With all those options, why did you choose UXA?
Three main reasons. First, I found people on Linkedin who had attended UXA, and asked them about their experience. I paid special attention to those who had come from a non-UX background. The feedback I got back was really positive, and I saw that a good number of students were working in UX design jobs after completing UX Academy.
Second, the six-month money-back job guarantee. And third, I had a phone conversation with Harish, Designlab’s CEO, which gave me confidence that the company was committed to helping people on their professional journey, not just out for people’s money.
Would anything have prevented you from enrolling in UX Academy?
I’m not sure anything would have stopped me from enrolling in a UX bootcamp. My goal was to land a UX design job, preferably a remote role to free up me and my family to move abroad. It just came down to which course I thought was going to allow me to reach that goal, given my time and budget constraints (I was still working full time while studying). And UX Academy met all those needs.
What got you interested in UX design?
In the final semester of my marketing undergrad, I took a class on a subject I had never heard of before… interaction design. We learned about UX design, and at the end of the course we worked for the Natural History Museum to help them increase online ticket sales. From that point on, I was hooked, and was determined to find a job as a UX designer.

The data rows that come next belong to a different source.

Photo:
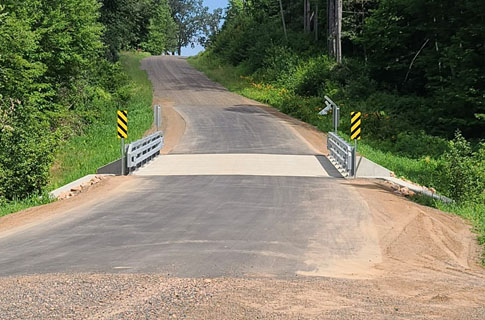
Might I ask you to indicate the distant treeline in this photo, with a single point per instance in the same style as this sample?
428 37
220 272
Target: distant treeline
58 71
421 62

Before UX Academy, I had applied for a bunch of UX jobs but unfortunately, none of them came off. I had to find a job to support my family, so I settled for a marketing job with the goal of eventually becoming a UX designer.
Did you have any fears or insecurities as you began the transition into UX design?
I was worried that maybe I wasn't analytical enough to be a good UX designer. I am definitely more right-brained than left-brained, and I was pretty concerned that this would hold me back in interviews, when all my strengths and weaknesses would be picked apart. I was also worried that my tendency to be a bit scatterbrained would make it nearly impossible to land a job in a field where it seemed like everyone was so on top of things.
Another thing that concerned me was that I might be lacking cognitive ability. From my previous roles and experiences, it seemed like UX designers were always the smartest people in the room, and I felt like I was always the last person to get what was going on!
UX Academy Experience
So after all that build-up, what did you think of the UX Academy experience? How did it go?
Well, I will say this… I would not be where I am today if I had not attended Designlab’s UX Academy! My whole educational experience with Designlab was perfect for me. I had a great mentor in Sven Lanearts! His experience and temperament were exactly what I needed, and I credit a lot of my success to his mentorship. So yeah, it went well :) — and it confirmed for me that a college degree just isn't necessary in a lot of fields.
What was your favorite part of the course experience?
The mentorship was by far my favorite part. Sven did an excellent job of providing expert feedback on my submissions. Being able to see myself improving based on those suggestions was truly rewarding.
What recommendations would you give to current or future UX Academy students?
Always do your best in everything you do. And it’s okay to say “I don’t know”. A good UX designer keeps asking questions until they do know. It takes time to get there, but have confidence in yourself and the learning process, and you will succeed.